Allowing for a gradual and orderly drawdown in the supplement by the provinces and territories over the next three years means that total support for health care would increase by $2 billion in 1999-2000 and in 2000-01, and by $2.5 billion in each of the following three years.

However, individual provinces and territories could draw down the supplement over the next three years in a pattern which best meets the needs of their health care systems.

This means that cash transfers under the CHST will increase from $12.5 billion to $15 billion. This $2.5-billion increase takes what is regarded as the health component of the CHST as high as it was before the period of expenditure restraint in the mid-1990s.

Table 4
Canada Health and Social Transfer


1999-00

2000-01

2001-02

2002-03

2003-04

5 years


(billions of dollars)

Increased funding for health care

2.0

2.0

2.5

2.5

2.5

11.5

Of which:

CHST

1.0

2.0

2.5

2.5

8.0

CHST supplement1

2.0

1.0

0.5

3.5

Existing CHST cash

12.5

12.5

12.5

12.5

12.5

62.5

Total CHST cash

14.5

14.5

15.0

15.0

15.0

74.0

CHST tax transfers

13.9

14.4

15.0

15.6

16.4

75.3

Total CHST

28.4

28.9

30.0

30.6

31.4

149.3


1 The $3.5-billion CHST supplement will be accounted for in 1998-99 by the federal government. Payments will be made in a manner that treats all jurisdictions equitably, regardless of when they draw down funds.

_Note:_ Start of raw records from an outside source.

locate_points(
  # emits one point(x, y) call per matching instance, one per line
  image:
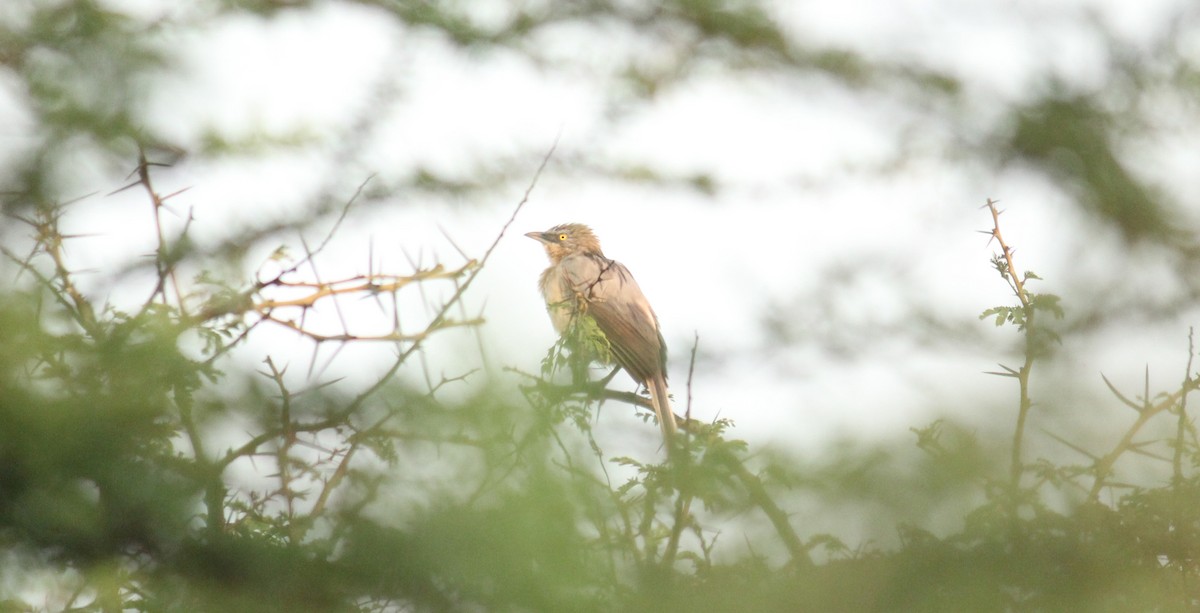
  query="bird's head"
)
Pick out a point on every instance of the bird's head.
point(568, 239)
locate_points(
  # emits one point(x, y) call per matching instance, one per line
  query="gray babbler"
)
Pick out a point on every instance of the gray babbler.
point(582, 281)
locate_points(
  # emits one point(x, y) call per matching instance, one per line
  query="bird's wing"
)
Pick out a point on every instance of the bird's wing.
point(621, 311)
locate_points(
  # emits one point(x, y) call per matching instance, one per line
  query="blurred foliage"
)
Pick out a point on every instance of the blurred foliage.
point(125, 452)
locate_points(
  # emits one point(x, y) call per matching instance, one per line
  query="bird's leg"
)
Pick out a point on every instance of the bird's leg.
point(604, 383)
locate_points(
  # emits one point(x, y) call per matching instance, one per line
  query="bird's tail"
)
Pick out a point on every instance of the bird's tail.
point(659, 398)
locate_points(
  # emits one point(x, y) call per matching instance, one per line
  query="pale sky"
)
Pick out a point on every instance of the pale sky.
point(797, 157)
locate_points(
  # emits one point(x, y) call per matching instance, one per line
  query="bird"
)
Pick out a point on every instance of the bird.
point(581, 281)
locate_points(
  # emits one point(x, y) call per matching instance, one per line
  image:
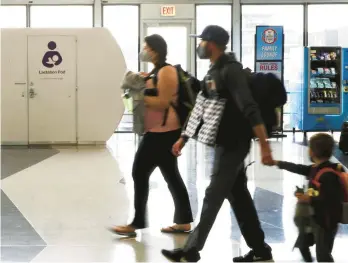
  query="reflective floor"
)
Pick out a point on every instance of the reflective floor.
point(57, 203)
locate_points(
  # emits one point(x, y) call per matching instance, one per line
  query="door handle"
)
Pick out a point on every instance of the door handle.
point(32, 93)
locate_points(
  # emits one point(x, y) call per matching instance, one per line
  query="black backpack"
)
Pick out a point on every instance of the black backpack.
point(269, 93)
point(189, 87)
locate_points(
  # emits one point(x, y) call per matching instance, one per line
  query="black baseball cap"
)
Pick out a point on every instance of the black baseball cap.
point(215, 34)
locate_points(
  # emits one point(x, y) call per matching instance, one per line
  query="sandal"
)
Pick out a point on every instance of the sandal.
point(127, 231)
point(175, 230)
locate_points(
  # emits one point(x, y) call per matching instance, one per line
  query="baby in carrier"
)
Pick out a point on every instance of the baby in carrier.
point(319, 208)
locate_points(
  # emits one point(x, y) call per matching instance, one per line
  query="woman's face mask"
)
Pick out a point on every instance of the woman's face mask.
point(145, 56)
point(202, 51)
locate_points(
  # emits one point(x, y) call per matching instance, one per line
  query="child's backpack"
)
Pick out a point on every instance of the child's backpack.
point(343, 143)
point(344, 182)
point(269, 93)
point(189, 87)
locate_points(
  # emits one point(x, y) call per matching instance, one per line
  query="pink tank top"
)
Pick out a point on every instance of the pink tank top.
point(153, 119)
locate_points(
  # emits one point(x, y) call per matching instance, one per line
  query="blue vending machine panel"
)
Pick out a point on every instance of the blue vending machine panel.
point(345, 82)
point(323, 90)
point(325, 81)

An additional $11.5 billion for health care: the largest single new investment this government has ever made

In terms of cash alone, the new funding means provinces and territories will receive $11.5 billion in additional cash over the next five years to strengthen access to high quality health care. It represents the largest single new investment this government has ever made.

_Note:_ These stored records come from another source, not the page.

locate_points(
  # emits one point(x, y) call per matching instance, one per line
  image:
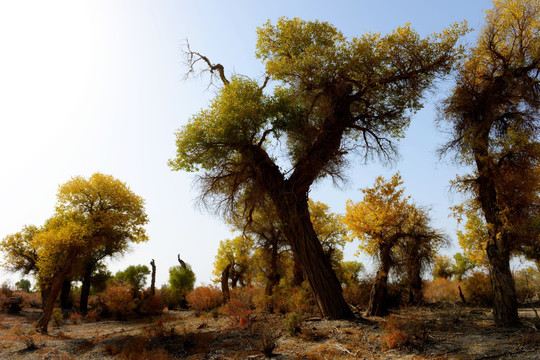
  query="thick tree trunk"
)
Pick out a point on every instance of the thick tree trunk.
point(305, 244)
point(378, 299)
point(48, 307)
point(415, 285)
point(65, 301)
point(225, 283)
point(499, 245)
point(85, 288)
point(298, 273)
point(153, 283)
point(462, 297)
point(273, 276)
point(505, 305)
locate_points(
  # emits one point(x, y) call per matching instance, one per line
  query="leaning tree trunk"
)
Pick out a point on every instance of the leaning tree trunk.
point(378, 298)
point(65, 302)
point(505, 309)
point(273, 276)
point(298, 273)
point(153, 283)
point(225, 283)
point(415, 283)
point(305, 244)
point(85, 288)
point(48, 307)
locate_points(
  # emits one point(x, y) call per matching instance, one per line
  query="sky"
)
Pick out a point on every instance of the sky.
point(98, 86)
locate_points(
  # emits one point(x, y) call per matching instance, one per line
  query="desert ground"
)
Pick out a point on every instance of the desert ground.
point(434, 332)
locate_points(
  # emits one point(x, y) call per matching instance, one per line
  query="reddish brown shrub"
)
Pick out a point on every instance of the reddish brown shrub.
point(400, 332)
point(151, 305)
point(118, 300)
point(239, 312)
point(357, 294)
point(441, 290)
point(205, 298)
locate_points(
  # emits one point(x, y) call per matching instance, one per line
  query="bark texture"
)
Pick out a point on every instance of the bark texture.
point(48, 307)
point(319, 272)
point(225, 283)
point(378, 303)
point(85, 288)
point(153, 283)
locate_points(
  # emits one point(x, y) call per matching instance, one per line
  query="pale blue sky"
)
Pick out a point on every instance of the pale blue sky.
point(88, 86)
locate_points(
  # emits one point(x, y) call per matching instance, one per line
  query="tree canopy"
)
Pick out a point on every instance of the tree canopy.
point(331, 96)
point(99, 215)
point(493, 116)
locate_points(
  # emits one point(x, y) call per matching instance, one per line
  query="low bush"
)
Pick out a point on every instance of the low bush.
point(293, 323)
point(358, 294)
point(118, 301)
point(205, 298)
point(150, 304)
point(57, 317)
point(239, 312)
point(402, 332)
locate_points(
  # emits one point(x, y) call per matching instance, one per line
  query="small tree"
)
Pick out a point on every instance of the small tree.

This investment will help deal with immediate concerns of Canadians about health care -- waiting lists, crowded emergency rooms and diagnostic services. It will also help to build a stronger health care system over the long term -- a system that reflects the changing health needs of Canadians and is based on timely access to high quality health care.

Together with the value of CHST tax transfers, which will also grow over the next five years, federal support is expected to grow to $31.4 billion in 2003-04. CHST transfers will reach a new high by 2001-02 -- surpassing where transfers stood prior to the expenditure restraint of the mid-1990s.

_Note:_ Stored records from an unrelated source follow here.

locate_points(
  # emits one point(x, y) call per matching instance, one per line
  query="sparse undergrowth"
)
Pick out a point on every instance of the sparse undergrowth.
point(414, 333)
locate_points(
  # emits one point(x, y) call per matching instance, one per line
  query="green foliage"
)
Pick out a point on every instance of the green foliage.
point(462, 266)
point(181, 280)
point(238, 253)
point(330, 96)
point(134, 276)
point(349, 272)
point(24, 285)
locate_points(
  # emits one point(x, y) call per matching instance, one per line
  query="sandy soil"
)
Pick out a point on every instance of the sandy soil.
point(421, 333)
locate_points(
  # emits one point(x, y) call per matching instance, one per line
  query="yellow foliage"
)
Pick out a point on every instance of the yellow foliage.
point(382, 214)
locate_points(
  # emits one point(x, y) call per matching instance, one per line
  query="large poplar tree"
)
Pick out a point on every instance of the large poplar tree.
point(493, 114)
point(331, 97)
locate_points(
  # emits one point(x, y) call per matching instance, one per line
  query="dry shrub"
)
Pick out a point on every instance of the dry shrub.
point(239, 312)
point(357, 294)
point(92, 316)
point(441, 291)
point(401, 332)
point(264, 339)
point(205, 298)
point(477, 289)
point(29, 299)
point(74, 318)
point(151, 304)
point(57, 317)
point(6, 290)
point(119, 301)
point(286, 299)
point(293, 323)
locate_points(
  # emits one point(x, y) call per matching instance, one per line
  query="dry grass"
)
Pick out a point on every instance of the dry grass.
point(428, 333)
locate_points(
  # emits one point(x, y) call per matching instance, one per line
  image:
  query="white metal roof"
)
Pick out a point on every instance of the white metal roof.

Over the five-year period, provinces and territories will receive transfers projected to total nearly $150 billion, with the cash portion making up $74 billion of this.

Equalization

Under the Equalization program, the federal government transfers additional funds to the less prosperous provinces so that they can provide their residents with services comparable to those in other provinces without having to resort to higher taxation than their counterparts. Equalization is projected to total over $50 billion over the next five years; this is nearly $5 billion more than they received over the past five years.

As a result, significant new resources will be available to most of the provinces that receive Equalization for public services, including health care. Legislation is now before Parliament to renew the program for five years and make technical improvements.